During this time, CluePoints has established an ongoing Cooperative Research and Development Agreement (CRADA) with the FDA, and bodies, including the UK’s MHRA, have also cited the need for Central Statistical Monitoring in their guidance.

As the industry adopted and embraced the approach, CluePoints developed and adapted our software product around our customers’ evolving clinical, business, and regulatory needs, resulting in a solution that sets, rather than follows, the standard in RBQM.

Of course, the market maturing has also brought competitors into the space, but the constant pressure of challenge has only made us more determined to be the best we can be.

Our people

We are incredibly proud to have worked closely with sponsors and regulators to demonstrate the value of RBQM over the last decade, and we could not have achieved this without our incredible team.

CluePoints is full of loyal, bright people who have a passion for the product and our mission and have dedicated themselves to making this company successful.

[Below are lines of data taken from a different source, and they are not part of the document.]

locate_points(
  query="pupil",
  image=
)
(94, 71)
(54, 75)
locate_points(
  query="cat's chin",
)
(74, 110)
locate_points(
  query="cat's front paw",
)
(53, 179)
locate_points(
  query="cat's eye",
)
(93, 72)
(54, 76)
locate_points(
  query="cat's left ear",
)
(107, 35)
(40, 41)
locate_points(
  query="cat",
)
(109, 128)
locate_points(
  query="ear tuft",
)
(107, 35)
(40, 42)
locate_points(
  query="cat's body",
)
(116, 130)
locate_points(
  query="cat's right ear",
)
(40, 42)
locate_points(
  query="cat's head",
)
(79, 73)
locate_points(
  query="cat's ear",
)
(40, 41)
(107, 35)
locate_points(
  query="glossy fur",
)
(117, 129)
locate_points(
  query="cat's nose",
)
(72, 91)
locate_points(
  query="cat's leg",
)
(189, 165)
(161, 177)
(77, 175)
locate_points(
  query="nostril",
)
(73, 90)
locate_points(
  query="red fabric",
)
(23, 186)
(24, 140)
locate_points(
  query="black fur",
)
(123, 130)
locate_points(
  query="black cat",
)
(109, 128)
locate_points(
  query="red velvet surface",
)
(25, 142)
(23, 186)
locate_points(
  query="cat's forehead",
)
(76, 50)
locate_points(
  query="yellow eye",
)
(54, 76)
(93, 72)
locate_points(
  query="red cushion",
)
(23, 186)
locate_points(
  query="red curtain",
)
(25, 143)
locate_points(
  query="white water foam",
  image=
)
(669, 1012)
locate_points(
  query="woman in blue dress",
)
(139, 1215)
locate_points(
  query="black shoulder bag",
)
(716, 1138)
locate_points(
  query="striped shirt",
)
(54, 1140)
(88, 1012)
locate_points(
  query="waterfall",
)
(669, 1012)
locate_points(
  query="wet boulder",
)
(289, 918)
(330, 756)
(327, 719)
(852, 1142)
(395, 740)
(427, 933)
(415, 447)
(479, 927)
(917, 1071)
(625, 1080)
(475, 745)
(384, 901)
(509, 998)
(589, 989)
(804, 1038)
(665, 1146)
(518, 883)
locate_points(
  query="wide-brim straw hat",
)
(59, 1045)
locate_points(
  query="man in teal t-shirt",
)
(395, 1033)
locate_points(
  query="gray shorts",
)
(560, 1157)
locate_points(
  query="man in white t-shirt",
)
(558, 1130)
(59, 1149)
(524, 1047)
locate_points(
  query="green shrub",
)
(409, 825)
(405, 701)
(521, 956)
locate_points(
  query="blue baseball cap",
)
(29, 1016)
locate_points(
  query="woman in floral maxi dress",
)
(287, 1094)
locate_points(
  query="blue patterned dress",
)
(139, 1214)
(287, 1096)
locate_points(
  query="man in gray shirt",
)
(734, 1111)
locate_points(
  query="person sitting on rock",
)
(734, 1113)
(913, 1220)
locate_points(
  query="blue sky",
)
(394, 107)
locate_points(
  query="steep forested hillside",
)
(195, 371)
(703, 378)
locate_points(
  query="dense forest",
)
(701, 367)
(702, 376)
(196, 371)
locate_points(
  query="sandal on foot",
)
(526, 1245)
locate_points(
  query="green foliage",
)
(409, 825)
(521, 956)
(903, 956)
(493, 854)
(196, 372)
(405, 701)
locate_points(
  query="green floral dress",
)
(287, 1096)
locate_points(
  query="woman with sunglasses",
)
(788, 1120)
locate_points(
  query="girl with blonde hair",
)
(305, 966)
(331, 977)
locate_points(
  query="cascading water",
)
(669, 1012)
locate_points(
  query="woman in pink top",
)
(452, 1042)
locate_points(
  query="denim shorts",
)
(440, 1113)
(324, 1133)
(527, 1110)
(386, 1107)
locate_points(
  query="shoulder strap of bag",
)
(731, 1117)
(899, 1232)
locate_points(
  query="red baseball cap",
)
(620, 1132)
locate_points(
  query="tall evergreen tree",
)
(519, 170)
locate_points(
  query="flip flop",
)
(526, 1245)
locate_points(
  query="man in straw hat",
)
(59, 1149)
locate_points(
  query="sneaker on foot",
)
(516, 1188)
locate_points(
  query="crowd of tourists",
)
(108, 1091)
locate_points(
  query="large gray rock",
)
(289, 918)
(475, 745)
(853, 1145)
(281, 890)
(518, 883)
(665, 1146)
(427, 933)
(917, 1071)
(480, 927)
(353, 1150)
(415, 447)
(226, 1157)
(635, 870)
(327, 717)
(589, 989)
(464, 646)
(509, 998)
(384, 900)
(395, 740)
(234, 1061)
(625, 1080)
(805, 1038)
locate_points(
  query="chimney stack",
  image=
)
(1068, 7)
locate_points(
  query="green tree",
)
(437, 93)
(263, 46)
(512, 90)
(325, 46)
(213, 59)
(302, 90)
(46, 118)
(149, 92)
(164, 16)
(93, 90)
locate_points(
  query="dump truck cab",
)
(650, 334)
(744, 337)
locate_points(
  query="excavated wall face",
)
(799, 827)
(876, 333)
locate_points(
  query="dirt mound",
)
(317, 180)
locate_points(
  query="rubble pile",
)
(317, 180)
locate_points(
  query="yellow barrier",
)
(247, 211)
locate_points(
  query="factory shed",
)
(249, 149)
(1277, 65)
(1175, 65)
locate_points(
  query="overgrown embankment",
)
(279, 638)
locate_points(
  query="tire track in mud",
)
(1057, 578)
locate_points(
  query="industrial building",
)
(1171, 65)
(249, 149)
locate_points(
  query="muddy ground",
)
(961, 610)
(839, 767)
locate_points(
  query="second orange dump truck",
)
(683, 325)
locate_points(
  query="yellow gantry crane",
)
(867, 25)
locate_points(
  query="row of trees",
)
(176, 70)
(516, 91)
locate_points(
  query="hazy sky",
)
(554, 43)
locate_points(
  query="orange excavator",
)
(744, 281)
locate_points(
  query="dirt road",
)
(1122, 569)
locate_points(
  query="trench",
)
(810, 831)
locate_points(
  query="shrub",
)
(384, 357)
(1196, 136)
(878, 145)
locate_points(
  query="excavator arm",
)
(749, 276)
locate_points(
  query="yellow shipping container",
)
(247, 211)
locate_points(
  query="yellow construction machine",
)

Across all functions, we have a culture of supporting each other to try new ideas and that feeds into our company values of care, respect, innovate, simplicity, and passion. They aren’t your regular corporate buzzwords; at CluePoints, they mean something, and they are the key to our success so far.

The future

With the rise of hybrid and decentralized clinical trials, the volume of data points and data sources in any study is set to explode and render manual data surveillance and oversight impossible.  RBQM, which we believe will become as ubiquitous as other eClinical technologies like electronic data capture, interactive response technology, or e-clinical outcome assessment, offers a safe and robust alternative.

There is, however, a long way to go in embedding RBQM into everyday clinical research. While acceptance of the method is growing, many companies still focus on the risk assessment part of the methodology without utilizing the greater value of advanced analytical approaches to risk mitigation and data quality management.

Some are leading the charge and momentum is building. We are, for example, working with companies like Pfizer and GSK to harness the power of artificial intelligence (AI), machine learning (ML), and natural language processing (NLP) to further improve data quality and integrity in the most efficient way possible.

With programs like these, we are already creating the safety signal detection systems of tomorrow, helping to drive CluePoints and RBQM to the next level of innovation and success.